Mark Ritson’s article on Gap’s bungled rebranding (go to http://www.marketingweek.co.uk/Gap-Rebranding) sparked much debate on the website. Here are some of your comments below:
This wasn’t about the process, it was the fact that the new logo had no brand values whatsoever. It could have been for a piece of accounting software! All changes should be relevant but this was saying “let’s be different”, which actually meant throwing the baby out with the bathwater.
I just wonder whether this is a ridiculous brand management example or a deliberate effort to get cheap publicity. Mind you, the crowdsourcing project attracted millions of entries for the logo redesign.
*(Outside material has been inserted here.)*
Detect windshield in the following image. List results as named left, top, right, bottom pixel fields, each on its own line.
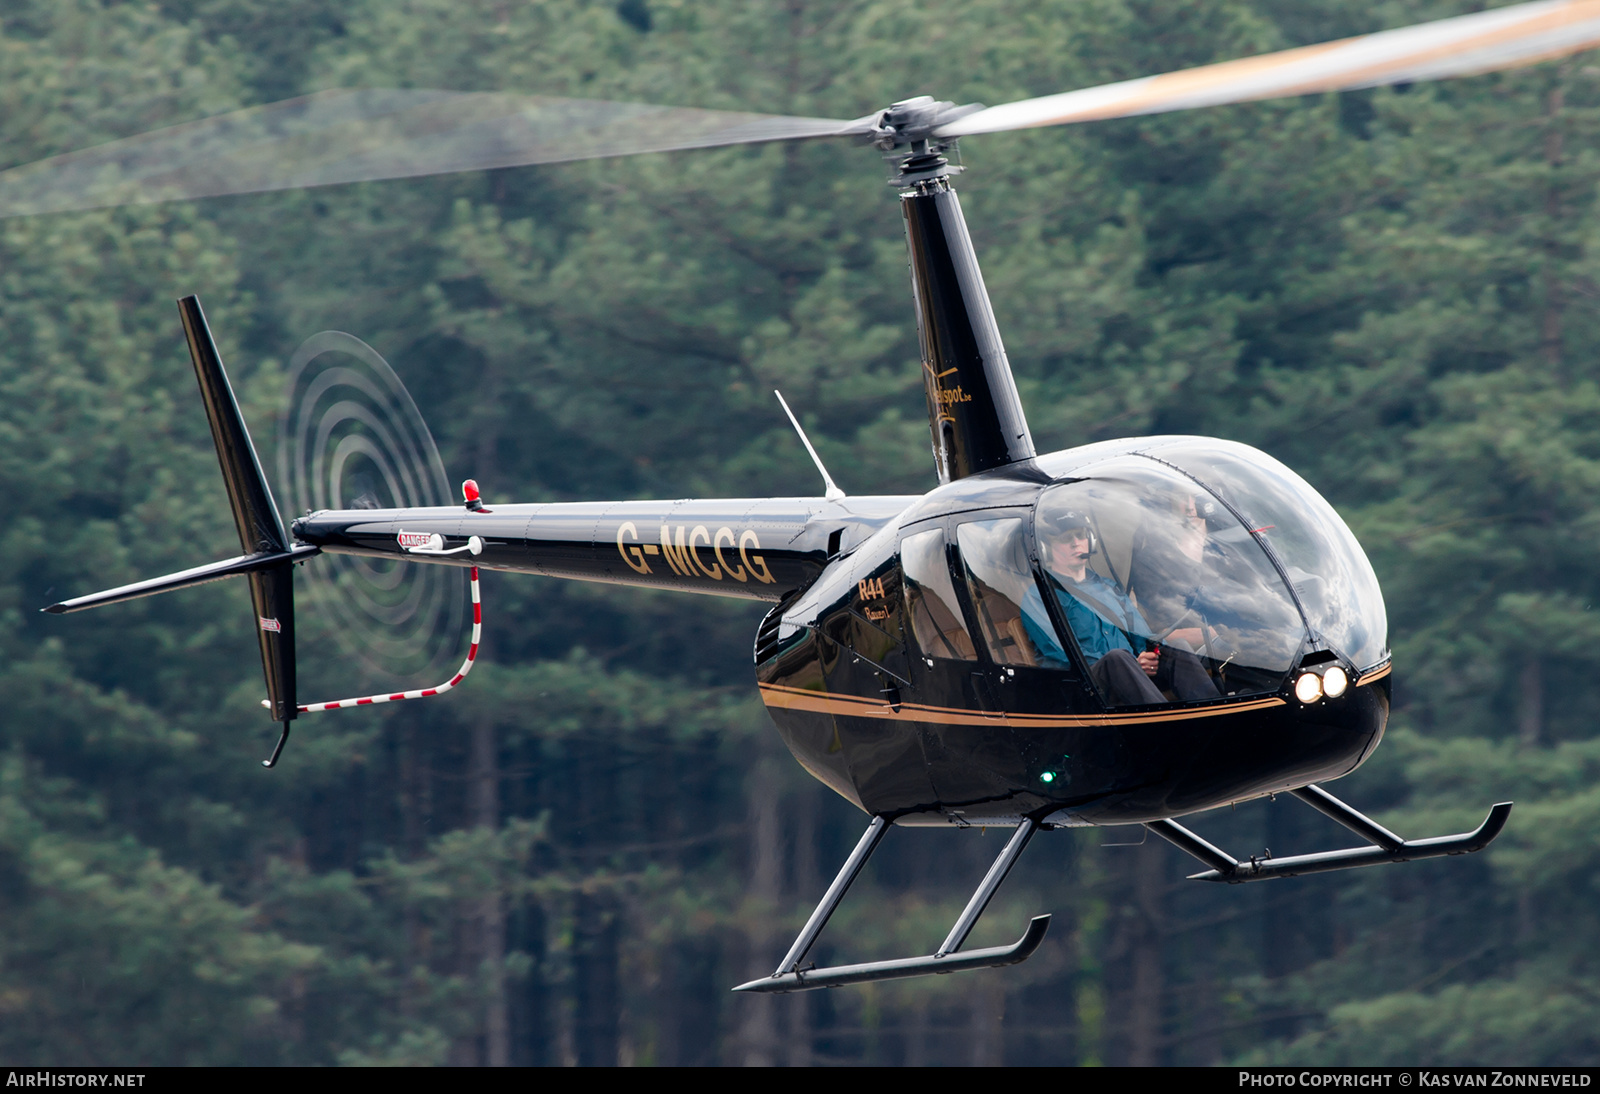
left=1034, top=458, right=1307, bottom=704
left=1148, top=440, right=1388, bottom=671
This may turn out to be a blessing in disguise for Gap. Already it is signalling an improved sales forecast. But brand managers should resist the temptation of doing the same when seeing their revenues decline as it can permanently affect brand equity.
Am I the only cynic thinking this “redesign” was dreamt up by the PR agency? The new logo was so bad surely they weren’t actually serious?
So Gap’s Marka Hansen says: “Ultimately, we’ve learned just how much energy there is around our brand…”? Gap needed to launch a new logo to experience its brand value? Something must have gone pretty wrong in its marketing and business analysis department. GAP obviously was not aware of its brand awareness. Just another example how often even big international blue chips do not conduct proper research.
The logo is a variable (one of many) in the trust factor. What Gap has done is just enough to unsettle the loyal core and encourage some of them to find comfort in the sea of sameness that fill the racks at Hollisters, Aeropostal, A&F and Old Navy.